We want to count all sales made by a given seller for each day. A condition in the WHERE clause would be a way to remove days (like Sundays or public holidays) but the given seller has to be part of the join condition:

select
  week.day::date,
  count(sale.sale_id) as sale_count
from
  generate_series('2015-04-13'::timestamp, '2015-04-20', '1 day'::interval) as week (day)
  left join sale on sale.seller_id = 3 and sale.sale_ts::date = week.day
group by 1
order by 1 asc
;

┌────────────┬────────────┐
│    day     │ sale_count │
├────────────┼────────────┤
│ 2015-04-13 │          3 │
│ 2015-04-14 │          1 │
│ 2015-04-15 │          4 │
│ 2015-04-16 │          1 │
│ 2015-04-17 │          0 │
│ 2015-04-18 │          1 │
│ 2015-04-19 │          0 │
│ 2015-04-20 │          0 │
└────────────┴────────────┘
(8 rows)

A more general example

What if now we want the details for all sellers ? What do we want ?
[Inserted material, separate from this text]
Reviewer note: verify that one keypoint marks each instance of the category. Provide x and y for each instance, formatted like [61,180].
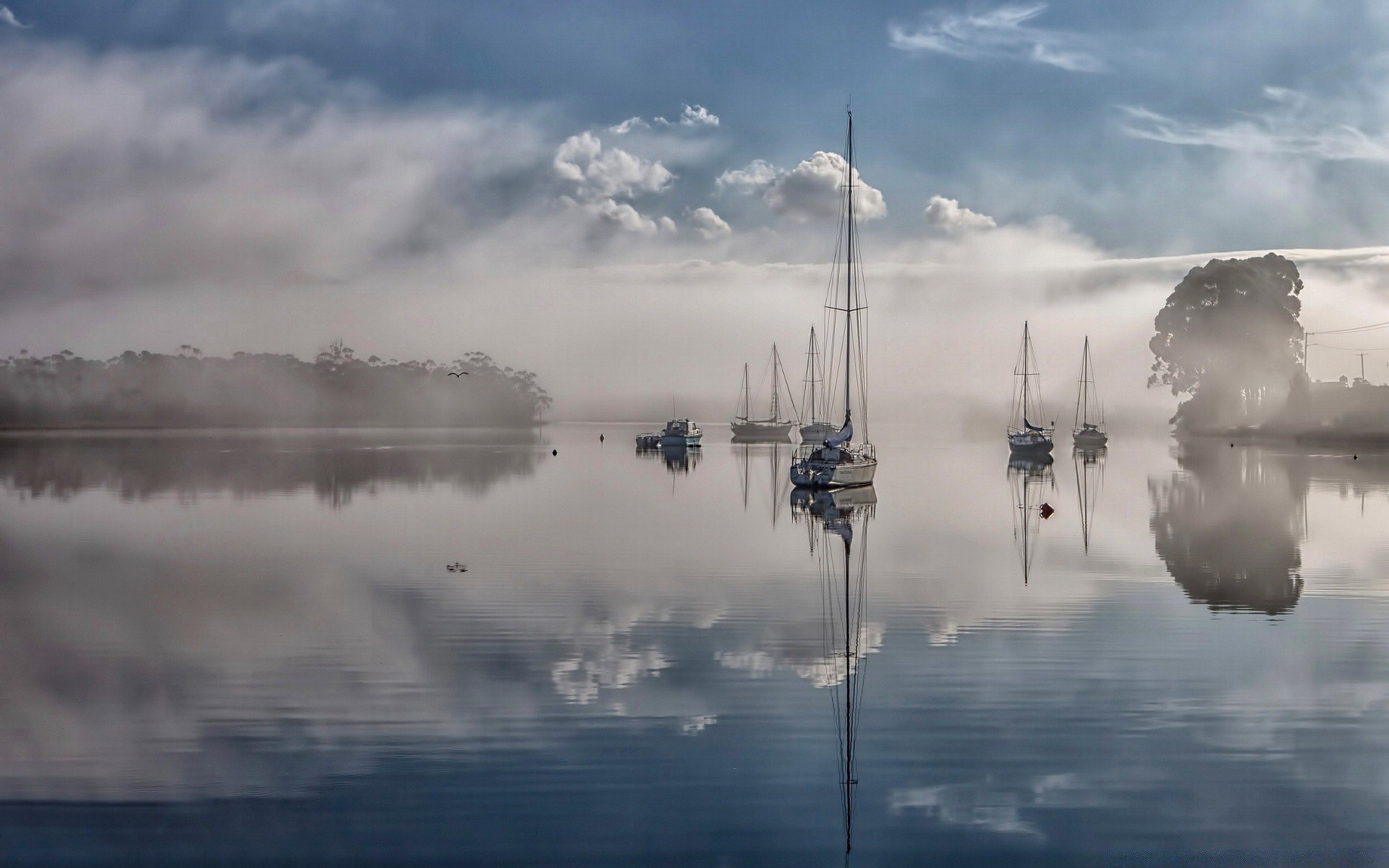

For each day we want the sales count for all sellers. In another way, we want for each seller his sales count for all days. This Cartesian product is the only join that can not be illustrated by a Venn diagram: a cross join.

select
  week.day::date,
  seller.name,
  count(sale.sale_id) as sale_count
from
  generate_series('2015-04-13'::timestamp, '2015-04-20', '1 day'::interval) as week (day)
  cross join seller
  left join sale on sale.seller_id = seller.seller_id and sale.sale_ts::date = week.day
group by 1, 2
order by 1, 2 asc
;

┌────────────┬─────────────────────────┬────────────┐
│    day     │          name           │ sale_count │
├────────────┼─────────────────────────┼────────────┤
│ 2015-04-13 │ Delphia Kozey           │          3 │
│ 2015-04-13 │ Dr. Ernie Kilback Sr.   │         10 │
│ 2015-04-13 │ Mr. Johnson Kiehn       │          3 │
│ 2015-04-13 │ Prof. Angelo Parker DVM │          3 │
│ 2015-04-14 │ Delphia Kozey           │          7 │
│ 2015-04-14 │ Dr. Ernie Kilback Sr.   │          5 │
│ 2015-04-14 │ Mr. Johnson Kiehn       │          4 │
│ 2015-04-14 │ Prof. Angelo Parker DVM │          1 │
│ 2015-04-15 │ Delphia Kozey           │          3 │
│ 2015-04-15 │ Dr. Ernie Kilback Sr.   │          3 │
  …
│ 2015-04-20 │ Dr. Ernie Kilback Sr.   │          0 │
│ 2015-04-20 │ Mr. Johnson Kiehn       │          0 │
│ 2015-04-20 │ Prof. Angelo Parker DVM │          0 │
└────────────┴─────────────────────────┴────────────┘
(32 rows)

The article about joins on stack overflow is a real gold mine to understand more deeply about joins. The examples given above are simplistic and more complex queries may stack tens of joins. Since joins have a direct impact on performances, fields used to join sets and join conditions will be examined as excellent candidates for indexes. More on this on Markus Winand’s website (and awesome book). Enjoy.